Updated results of a prospective noninterventional study of everolimus after failure of the first VEGF-targeted therapy.

Abstract

361 Background: Everolimus (EVE, Afinitor) is approved for the treatment of metastatic renal cell cancer (mRCC) after failure of VEGF-targeted therapy. The option to treat mRCC with six approved targeted agents has sparked debate on proper sequencing of these agents. However, data beyond clinical trials is limited. Here, we report prospective non-interventional data on EVE in routine use after failure of the first VEGF-targeted therapy. Methods: A prospective, single arm, open label, multi center non-interventional study for patients with mRCC was initiated in Germany in 08/2009 to determine effectiveness defined as time between first EVE intake until disease progression due to any cause (TTP) and treatment duration. Targeted enrollment is 400 patients.

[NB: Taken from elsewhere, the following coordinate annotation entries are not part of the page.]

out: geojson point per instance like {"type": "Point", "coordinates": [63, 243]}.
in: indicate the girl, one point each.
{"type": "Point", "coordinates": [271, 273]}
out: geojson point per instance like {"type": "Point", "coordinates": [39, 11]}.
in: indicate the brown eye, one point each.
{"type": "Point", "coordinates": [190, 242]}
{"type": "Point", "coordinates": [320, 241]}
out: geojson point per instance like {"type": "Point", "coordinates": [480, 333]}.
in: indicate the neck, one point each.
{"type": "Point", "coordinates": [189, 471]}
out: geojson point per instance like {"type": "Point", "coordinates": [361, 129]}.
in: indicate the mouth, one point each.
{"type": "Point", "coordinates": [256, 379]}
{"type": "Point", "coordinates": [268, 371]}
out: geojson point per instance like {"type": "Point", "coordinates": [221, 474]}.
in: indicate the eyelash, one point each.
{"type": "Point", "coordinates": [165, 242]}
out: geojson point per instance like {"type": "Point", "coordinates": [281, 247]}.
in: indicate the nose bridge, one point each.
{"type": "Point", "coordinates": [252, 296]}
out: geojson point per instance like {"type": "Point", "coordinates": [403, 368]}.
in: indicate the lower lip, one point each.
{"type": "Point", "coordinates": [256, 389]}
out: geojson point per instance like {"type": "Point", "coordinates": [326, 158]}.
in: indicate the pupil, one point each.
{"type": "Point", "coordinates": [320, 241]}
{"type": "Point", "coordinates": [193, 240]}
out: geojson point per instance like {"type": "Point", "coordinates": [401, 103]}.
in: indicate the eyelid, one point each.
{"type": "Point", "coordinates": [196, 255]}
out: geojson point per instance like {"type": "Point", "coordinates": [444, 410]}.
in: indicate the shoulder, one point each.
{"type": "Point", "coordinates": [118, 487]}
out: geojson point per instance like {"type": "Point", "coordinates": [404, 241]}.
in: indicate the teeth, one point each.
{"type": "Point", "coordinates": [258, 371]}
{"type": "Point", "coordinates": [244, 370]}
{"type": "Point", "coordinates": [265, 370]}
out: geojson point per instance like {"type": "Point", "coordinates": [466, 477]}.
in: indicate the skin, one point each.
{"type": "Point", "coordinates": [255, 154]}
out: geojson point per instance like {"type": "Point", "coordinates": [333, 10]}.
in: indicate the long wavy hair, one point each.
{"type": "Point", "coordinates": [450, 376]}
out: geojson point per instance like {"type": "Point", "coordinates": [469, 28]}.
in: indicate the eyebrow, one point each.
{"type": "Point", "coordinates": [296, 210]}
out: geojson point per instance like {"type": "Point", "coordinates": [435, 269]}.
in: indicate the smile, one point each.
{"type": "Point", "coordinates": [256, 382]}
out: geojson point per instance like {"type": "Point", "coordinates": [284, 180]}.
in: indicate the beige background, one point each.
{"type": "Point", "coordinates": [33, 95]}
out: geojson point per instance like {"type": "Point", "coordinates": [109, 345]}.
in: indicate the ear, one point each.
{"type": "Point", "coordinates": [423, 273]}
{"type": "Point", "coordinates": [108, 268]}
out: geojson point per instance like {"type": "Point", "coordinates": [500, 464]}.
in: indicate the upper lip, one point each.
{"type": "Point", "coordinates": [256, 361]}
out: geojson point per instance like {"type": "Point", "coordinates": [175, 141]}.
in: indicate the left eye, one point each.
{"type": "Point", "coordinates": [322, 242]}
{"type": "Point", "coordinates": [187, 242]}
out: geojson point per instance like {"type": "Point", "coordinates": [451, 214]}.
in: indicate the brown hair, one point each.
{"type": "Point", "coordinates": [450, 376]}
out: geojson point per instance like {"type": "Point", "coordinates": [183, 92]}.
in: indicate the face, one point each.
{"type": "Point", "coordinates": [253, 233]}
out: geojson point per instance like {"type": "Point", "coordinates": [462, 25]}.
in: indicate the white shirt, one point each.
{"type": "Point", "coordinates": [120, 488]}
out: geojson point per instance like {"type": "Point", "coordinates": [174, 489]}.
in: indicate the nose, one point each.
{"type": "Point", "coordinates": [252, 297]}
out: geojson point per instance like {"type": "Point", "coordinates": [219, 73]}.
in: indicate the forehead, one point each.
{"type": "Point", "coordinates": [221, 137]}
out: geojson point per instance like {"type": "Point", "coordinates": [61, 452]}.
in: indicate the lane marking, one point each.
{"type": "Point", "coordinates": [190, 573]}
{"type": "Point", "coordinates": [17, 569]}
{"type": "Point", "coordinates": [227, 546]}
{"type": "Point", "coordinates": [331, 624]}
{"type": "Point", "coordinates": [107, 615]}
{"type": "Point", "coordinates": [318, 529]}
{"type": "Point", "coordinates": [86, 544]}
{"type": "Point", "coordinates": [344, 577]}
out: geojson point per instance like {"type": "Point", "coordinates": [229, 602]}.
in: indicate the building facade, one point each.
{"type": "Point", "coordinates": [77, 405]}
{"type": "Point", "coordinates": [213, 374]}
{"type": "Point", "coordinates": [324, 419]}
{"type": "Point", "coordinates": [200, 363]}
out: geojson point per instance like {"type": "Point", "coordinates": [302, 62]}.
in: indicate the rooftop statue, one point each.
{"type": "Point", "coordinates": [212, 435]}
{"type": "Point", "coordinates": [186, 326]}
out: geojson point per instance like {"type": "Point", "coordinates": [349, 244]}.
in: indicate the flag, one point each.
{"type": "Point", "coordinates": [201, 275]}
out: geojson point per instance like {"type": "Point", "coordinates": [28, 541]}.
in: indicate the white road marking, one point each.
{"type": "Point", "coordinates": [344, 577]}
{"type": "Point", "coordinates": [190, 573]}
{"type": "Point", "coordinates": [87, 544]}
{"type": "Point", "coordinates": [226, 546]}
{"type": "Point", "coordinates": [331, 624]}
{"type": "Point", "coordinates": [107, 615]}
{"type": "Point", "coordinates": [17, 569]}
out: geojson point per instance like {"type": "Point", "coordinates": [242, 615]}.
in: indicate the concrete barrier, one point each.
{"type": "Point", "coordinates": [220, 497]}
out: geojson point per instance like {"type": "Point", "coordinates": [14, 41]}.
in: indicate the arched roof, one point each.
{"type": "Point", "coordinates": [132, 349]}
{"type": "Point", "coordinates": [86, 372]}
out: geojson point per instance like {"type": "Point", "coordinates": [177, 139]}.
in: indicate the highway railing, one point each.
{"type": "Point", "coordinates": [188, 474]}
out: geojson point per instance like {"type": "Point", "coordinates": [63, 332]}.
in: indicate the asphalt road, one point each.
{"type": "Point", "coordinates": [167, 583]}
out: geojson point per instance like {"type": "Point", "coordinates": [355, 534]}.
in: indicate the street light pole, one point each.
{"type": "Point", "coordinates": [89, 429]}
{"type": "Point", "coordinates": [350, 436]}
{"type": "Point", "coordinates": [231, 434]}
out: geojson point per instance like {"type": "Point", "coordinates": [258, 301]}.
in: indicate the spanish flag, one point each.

A first interim analysis was conducted 3 months after 100 patients had been enrolled and was presented previously (Bergmann et al., J Clin Oncol 29: 2011 [suppl; abstr 4552]). Here we present a second interim analysis to corroborate the results of the first interim analysis. Patients were analyzed 14 months after the first 100 patients had been enrolled. Results: 59 sites included 113 patients between August 2009 and July 2010. At the cut-off date of the first interim analysis (12 November 2011), these patients had been followed for a median of 116 days. The safety population consisted of 99 patients with documented EVE treatment. The median treatment duration had not yet been reached at the time of the first interim analysis. Median time to progression (TTP) was 9.7 months (95% CI: 6 months; n.d.). A total of 230 AEs were reported in 61% of patients including 18 SAEs in 12 patients (12%). These preliminary results are substantiated in this interim analysis with a total observation period of at least 14 months (cut-off date 30 September 2011). Updated data on effectiveness and safety of EVE will be presented. Conclusions: This non-interventional study on EVE in treatment of mRCC after prior failure of VEGF-targeted therapy provides first evidence on routine use of EVE. Further analysis of this ongoing study affords insight into effectiveness and safety of EVE in routine use after failure of the first VEGF-targeted therapy.